Además, junto al entramado que supone el propio recorrido y sus monumentos, también destacan algunas curiosidades destinadas a engrandecer la figura de Rodrigo Díaz de Vivar. La principal es que, a lo largo del itinerario, hay varias estatuas dedicadas al Cid. Algunas de las más destacadas son la localizada en Burgos, que marca el inicio del itinerario, la de Mecerreyes (Burgos), que representa al Cid con un escudo que contiene versos del “Cantar de mío Cid”; la de Valencia, que fue realizada en conmemoración de la conquista de la ciudad por Díaz de Vivar, o la de El Poyo del Cid (Teruel), que contiene los primeros versos escritos que se refieren a la localidad aragonesa. 

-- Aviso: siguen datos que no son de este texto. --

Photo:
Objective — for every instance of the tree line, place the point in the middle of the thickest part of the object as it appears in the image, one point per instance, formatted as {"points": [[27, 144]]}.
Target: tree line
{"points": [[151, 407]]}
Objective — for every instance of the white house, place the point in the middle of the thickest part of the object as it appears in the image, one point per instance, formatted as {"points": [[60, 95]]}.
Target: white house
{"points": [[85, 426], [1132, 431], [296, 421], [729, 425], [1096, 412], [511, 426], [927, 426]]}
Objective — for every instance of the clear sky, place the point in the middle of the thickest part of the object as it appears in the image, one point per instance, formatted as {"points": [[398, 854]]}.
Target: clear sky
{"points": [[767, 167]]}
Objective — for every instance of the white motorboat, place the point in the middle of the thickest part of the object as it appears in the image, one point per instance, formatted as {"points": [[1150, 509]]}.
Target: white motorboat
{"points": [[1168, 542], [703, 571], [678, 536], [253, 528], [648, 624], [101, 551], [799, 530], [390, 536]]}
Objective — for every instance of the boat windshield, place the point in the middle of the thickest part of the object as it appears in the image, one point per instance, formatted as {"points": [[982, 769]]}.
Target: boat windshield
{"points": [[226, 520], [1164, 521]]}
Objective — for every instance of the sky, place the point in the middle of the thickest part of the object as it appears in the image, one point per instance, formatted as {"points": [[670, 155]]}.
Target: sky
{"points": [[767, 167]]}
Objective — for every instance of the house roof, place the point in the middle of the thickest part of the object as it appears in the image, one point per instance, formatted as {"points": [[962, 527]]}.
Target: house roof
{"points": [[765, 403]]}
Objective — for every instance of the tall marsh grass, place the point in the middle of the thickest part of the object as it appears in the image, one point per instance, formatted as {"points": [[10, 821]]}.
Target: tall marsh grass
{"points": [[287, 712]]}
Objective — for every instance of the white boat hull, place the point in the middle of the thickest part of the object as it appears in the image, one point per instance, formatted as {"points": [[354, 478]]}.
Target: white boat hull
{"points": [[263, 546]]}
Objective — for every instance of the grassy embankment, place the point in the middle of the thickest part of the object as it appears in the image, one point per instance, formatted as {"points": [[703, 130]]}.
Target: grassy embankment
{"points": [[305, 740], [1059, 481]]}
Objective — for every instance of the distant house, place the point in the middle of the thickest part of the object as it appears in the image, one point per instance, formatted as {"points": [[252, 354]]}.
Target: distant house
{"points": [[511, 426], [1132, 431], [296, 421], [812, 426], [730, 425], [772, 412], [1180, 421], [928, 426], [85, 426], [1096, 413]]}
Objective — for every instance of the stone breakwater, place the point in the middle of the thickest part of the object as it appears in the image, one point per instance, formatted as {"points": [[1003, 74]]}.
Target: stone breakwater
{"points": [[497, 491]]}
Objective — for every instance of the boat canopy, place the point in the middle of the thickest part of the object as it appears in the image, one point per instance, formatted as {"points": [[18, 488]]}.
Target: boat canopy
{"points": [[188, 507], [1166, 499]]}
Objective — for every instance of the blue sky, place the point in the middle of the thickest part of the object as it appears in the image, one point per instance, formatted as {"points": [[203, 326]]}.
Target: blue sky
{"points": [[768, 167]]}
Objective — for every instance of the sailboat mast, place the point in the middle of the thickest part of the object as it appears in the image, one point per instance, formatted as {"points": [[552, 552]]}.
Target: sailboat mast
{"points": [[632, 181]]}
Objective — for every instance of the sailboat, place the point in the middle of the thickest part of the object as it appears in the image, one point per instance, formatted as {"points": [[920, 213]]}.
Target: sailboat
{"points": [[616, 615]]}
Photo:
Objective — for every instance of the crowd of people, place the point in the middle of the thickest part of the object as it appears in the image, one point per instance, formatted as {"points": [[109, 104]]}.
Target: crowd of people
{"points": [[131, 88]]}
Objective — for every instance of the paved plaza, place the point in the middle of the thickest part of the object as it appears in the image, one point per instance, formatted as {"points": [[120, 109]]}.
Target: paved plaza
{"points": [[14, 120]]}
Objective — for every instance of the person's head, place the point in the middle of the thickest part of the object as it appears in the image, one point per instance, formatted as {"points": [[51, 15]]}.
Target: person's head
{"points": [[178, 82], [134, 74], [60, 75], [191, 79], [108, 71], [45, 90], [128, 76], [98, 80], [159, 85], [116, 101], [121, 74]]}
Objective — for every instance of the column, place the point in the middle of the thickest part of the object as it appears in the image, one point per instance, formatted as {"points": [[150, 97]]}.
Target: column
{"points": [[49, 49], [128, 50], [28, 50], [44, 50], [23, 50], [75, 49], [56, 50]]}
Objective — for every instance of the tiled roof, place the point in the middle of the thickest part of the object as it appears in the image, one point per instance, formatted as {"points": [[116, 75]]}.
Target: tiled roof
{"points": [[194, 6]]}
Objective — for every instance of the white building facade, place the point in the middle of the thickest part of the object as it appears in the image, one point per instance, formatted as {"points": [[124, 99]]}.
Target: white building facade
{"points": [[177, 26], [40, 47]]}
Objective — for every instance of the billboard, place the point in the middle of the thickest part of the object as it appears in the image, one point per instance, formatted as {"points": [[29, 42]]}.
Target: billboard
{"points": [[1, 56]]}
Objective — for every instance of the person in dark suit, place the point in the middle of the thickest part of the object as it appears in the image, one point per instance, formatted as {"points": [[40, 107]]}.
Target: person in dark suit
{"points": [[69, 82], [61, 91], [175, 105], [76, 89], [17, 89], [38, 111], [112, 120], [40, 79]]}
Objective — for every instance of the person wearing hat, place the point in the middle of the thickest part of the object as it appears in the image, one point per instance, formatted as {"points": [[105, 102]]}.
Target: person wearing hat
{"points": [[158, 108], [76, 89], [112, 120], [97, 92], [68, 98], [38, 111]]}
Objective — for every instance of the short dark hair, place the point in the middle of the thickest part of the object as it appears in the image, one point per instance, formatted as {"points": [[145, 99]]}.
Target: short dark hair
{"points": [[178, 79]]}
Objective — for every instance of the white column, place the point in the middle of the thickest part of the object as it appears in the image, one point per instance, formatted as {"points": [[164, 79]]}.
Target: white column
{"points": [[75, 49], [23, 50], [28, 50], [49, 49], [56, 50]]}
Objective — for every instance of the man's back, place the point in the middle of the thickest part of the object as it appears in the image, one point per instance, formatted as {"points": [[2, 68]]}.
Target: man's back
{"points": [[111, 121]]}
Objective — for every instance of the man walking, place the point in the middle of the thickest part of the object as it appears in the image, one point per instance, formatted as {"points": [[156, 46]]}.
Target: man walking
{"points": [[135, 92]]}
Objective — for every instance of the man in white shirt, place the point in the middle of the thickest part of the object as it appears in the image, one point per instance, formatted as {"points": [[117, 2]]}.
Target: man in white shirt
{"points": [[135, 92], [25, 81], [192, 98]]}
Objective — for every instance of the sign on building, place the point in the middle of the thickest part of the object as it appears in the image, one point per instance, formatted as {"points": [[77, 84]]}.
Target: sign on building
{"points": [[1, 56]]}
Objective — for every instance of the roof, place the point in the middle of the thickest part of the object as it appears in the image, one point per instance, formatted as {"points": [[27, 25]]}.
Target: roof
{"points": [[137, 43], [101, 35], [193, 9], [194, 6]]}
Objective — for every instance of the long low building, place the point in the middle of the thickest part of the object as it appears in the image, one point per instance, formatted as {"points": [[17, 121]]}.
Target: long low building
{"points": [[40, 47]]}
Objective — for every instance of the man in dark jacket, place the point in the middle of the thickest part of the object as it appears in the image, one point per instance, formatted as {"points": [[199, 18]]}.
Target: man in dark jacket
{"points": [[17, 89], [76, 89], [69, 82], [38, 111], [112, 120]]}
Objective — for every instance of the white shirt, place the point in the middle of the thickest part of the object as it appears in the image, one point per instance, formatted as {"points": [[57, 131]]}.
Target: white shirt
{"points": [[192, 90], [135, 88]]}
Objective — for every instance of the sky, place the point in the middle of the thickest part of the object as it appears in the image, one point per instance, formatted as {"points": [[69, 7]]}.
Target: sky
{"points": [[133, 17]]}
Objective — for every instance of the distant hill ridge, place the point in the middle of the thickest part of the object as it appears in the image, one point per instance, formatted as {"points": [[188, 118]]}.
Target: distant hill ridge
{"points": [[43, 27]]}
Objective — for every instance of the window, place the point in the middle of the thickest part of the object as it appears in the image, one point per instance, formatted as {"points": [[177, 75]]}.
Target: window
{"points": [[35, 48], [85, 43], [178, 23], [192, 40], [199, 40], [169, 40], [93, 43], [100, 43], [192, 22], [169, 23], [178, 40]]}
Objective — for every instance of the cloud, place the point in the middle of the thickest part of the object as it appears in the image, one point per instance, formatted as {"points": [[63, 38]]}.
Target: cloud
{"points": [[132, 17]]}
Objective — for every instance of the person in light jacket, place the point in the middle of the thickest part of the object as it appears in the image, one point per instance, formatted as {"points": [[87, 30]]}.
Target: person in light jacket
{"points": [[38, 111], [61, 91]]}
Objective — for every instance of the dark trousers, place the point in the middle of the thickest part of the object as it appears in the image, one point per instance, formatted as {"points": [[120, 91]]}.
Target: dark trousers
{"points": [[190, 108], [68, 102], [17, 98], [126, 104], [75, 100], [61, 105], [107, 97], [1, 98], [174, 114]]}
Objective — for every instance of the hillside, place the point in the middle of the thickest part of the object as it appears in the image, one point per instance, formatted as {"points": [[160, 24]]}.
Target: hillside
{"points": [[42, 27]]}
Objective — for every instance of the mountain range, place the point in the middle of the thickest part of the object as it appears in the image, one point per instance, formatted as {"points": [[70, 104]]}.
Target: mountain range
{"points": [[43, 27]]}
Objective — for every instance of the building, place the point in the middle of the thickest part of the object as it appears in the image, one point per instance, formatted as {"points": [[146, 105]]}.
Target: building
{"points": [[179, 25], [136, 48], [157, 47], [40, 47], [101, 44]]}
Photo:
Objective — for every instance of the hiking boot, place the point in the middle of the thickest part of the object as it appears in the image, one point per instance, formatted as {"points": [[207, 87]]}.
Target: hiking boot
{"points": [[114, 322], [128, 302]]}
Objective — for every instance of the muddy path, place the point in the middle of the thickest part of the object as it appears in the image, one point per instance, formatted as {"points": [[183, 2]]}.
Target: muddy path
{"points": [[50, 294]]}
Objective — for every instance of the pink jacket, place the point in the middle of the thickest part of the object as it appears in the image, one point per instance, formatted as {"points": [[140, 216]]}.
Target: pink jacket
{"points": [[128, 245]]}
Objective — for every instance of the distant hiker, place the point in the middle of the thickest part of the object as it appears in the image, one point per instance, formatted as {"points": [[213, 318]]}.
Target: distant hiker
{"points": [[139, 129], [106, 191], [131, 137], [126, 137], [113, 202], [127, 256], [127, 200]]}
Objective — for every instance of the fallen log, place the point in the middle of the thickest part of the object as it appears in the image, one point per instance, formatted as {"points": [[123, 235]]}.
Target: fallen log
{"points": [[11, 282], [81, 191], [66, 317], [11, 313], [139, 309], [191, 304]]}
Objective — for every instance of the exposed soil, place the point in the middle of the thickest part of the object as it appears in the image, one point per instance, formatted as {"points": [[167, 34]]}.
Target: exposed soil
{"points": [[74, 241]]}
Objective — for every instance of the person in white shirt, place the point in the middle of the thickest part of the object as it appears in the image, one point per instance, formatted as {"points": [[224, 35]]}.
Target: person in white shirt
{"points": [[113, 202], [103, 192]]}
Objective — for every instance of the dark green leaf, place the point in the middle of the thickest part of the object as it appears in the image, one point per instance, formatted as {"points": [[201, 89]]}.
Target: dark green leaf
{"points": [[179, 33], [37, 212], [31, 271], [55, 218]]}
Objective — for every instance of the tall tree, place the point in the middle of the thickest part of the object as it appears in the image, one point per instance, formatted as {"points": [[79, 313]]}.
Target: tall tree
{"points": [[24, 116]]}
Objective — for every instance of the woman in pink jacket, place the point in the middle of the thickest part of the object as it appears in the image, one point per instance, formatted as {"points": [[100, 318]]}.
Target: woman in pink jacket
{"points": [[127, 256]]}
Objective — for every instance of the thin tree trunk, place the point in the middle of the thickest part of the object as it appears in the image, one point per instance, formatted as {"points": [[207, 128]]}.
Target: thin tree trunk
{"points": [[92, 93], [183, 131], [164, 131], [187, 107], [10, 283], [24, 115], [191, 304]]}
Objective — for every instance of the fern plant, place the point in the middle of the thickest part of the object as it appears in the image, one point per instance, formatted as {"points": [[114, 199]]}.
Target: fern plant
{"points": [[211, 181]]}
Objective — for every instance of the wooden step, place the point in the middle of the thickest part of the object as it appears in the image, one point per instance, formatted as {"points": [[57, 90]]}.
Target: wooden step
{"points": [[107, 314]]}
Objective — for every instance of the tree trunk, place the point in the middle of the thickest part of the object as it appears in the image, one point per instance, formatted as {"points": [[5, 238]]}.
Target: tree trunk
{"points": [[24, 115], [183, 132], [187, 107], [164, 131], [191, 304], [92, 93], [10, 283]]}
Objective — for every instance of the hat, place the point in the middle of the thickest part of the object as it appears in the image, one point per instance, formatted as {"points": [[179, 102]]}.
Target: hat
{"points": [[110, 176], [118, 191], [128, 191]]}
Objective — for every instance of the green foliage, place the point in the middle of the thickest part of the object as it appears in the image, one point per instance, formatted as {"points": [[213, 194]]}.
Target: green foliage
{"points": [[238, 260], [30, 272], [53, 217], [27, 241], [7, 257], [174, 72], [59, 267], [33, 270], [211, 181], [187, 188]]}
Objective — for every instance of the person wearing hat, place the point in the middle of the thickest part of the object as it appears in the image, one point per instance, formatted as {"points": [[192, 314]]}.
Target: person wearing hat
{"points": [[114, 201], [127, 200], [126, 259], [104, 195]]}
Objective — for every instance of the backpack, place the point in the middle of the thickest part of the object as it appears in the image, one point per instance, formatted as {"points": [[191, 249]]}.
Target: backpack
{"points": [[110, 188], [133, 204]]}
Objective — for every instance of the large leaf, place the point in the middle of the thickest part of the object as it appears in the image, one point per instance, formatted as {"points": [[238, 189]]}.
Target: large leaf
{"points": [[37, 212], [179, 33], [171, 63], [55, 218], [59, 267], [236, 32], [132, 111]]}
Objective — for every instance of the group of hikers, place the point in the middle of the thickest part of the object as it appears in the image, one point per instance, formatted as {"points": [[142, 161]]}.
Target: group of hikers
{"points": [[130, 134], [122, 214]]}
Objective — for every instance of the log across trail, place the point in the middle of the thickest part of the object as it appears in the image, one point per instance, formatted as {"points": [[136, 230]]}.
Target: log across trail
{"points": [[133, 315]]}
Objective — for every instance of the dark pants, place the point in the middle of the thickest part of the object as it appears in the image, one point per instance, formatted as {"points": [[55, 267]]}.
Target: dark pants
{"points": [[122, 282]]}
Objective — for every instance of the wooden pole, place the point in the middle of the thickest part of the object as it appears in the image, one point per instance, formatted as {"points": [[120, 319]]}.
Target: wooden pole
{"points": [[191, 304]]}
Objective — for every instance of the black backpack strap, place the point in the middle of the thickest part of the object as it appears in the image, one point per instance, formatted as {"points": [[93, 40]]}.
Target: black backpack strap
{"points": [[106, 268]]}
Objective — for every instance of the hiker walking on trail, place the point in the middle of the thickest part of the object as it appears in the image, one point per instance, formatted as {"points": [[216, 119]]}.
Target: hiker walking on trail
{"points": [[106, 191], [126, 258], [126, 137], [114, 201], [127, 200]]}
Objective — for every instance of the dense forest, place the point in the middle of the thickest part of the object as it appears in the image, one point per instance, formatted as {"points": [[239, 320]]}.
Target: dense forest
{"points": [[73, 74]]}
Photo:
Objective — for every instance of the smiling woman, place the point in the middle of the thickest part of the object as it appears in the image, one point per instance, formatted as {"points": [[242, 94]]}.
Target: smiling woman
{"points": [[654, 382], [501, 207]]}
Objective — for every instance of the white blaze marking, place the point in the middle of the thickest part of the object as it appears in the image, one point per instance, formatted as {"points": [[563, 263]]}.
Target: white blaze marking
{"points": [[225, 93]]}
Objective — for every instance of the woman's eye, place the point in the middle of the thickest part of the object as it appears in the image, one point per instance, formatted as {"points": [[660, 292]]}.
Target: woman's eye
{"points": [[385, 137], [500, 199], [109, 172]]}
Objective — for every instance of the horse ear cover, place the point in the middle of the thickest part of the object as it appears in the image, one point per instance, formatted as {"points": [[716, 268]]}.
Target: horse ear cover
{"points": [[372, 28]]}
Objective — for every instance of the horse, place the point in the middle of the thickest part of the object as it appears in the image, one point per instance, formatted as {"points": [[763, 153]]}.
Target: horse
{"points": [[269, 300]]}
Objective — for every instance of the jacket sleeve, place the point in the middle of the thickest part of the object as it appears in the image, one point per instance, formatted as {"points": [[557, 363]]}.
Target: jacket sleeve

En conclusión, recorrer el Camino del Cid, ya sea en general o pasando por Aragón en alguna de las siete rutas mencionadas, es sumergirse en una epopeya que combina historia, literatura y naturaleza. Cada etapa ofrece la oportunidad de descubrir castillos imponentes, pueblos con encanto y paisajes que han sido testigos de las gestas de uno de los héroes más emblemáticos de España. ¿Estás listo para seguir los pasos del Cid Campeador? Pues no te lo pienses más, planifica tu aventura y pon rumbo.